- Gold markets have sold off drastically during the trading session on Wednesday as we continue to see a lot of strength in the US dollar and of course the US interest rates.
- The market continues to see the US dollar as the world’s favorite currency, and as long that’s going to be the case gold will get a bit of a beating.
- At this point, it looks like we are ready to reach down toward the Lowes again, and then perhaps even breakthrough there.
If we break down below the low, then it’s likely that we go down to the $1600 level. The $1600 level is an area that is a large, round, psychologically significant figure, and an area that I think could offer a little bit of support. However, I think it’s probably only a matter of time before we break down from there and go looking toward the $1500 level. The $1500 level of course has a lot of psychology attached to it, so I think it’s probably only a matter of time before we would see a bounce from there as well.
Not Interested in Buying Gold
On the other hand, we could rally a bit from here and go looking to the $1650 level, but I think at that point we would probably see a bit of resistance as well. Regardless, you need to pay close attention to the interest rate markets in the United States, because it’s very likely that we will continue to see the negative correlation. Regardless, I think you probably have a “fade the rally” type of market right now, especially as we continue to see interest rates rocket higher, and of course the fact that everything is about US dollars right now.

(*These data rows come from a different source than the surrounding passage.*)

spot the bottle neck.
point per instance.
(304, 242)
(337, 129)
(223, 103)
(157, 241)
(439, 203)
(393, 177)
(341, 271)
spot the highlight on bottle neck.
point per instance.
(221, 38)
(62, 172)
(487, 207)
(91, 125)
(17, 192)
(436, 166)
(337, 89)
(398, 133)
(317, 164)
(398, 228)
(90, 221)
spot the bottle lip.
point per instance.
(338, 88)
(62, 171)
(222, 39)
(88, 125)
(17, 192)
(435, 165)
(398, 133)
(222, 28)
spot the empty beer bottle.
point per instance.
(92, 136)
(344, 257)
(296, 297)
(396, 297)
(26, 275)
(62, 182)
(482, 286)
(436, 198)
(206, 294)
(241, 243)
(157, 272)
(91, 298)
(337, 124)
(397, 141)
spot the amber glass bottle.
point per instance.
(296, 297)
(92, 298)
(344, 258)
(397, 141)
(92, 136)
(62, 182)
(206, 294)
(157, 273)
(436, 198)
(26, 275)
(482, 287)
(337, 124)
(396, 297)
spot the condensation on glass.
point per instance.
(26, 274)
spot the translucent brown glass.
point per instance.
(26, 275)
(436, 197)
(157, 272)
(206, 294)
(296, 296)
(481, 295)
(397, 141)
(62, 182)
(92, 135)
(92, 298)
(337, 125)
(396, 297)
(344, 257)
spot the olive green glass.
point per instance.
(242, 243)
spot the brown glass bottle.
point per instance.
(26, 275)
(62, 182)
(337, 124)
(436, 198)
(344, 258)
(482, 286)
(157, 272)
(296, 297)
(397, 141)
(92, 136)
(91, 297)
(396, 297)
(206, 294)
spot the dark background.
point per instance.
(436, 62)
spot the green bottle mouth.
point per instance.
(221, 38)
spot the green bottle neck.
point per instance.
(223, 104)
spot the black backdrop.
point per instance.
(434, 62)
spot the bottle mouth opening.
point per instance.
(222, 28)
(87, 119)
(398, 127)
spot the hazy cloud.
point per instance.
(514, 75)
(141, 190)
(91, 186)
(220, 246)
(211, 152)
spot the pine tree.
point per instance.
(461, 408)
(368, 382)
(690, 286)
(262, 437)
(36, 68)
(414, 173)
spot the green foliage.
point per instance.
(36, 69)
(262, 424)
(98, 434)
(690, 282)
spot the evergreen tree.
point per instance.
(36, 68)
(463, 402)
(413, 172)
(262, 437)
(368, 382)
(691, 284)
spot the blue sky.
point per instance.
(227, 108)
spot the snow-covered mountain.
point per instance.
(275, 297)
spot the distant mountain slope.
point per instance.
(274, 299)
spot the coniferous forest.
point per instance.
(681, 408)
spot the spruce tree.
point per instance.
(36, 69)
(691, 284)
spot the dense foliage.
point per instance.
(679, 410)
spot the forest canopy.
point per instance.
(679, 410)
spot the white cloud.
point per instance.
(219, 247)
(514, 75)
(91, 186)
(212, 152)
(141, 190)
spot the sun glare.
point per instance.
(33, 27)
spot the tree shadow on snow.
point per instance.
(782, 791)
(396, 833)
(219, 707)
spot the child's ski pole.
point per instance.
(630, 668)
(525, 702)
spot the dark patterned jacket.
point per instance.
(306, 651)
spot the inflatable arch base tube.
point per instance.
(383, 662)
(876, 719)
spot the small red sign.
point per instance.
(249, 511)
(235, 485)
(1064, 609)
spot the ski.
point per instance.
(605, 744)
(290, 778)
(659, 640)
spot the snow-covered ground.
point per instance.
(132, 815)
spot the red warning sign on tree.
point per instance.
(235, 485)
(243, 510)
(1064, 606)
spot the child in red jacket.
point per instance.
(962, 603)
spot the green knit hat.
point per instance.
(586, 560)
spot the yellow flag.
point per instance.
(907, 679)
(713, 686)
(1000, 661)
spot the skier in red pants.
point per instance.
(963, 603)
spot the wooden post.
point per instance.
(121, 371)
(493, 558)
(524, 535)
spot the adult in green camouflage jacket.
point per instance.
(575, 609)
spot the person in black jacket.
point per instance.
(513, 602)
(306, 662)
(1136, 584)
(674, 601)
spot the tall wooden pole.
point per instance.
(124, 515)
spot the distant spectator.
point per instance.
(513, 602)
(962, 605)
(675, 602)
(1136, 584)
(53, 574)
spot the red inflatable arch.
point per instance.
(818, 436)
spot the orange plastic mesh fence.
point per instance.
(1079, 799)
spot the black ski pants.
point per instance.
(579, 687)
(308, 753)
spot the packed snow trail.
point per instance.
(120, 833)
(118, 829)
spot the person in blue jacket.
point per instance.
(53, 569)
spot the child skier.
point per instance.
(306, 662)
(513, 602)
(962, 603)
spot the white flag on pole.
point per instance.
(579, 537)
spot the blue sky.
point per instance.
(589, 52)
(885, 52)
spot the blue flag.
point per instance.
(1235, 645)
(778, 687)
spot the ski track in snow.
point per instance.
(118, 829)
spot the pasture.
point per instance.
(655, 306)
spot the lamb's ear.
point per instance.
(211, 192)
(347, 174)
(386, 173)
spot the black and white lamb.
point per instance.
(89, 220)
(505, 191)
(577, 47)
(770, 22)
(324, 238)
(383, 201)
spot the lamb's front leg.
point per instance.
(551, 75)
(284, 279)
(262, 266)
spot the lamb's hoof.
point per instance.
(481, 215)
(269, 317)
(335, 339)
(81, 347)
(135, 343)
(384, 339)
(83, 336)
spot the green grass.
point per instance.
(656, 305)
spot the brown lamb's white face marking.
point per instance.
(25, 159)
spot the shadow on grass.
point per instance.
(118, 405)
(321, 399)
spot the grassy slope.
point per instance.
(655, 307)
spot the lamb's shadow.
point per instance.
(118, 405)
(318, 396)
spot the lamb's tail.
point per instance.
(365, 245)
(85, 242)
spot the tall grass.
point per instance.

Believe it or not, there is a shortage US dollar out there, and that continues to be the life out of most commodities, including gold. Nobody wants to pay for storage on gold either, considering that you can get some type of return on holding paper. Ultimately, the 50-Day EMA has been very reliable as a downtrend line, and I think we continue to drop going forward over the longer term. I have no interest in buying gold, but as soon the Federal Reserve changes its overall attitude, this will probably be a “buy-and-hold” type of market.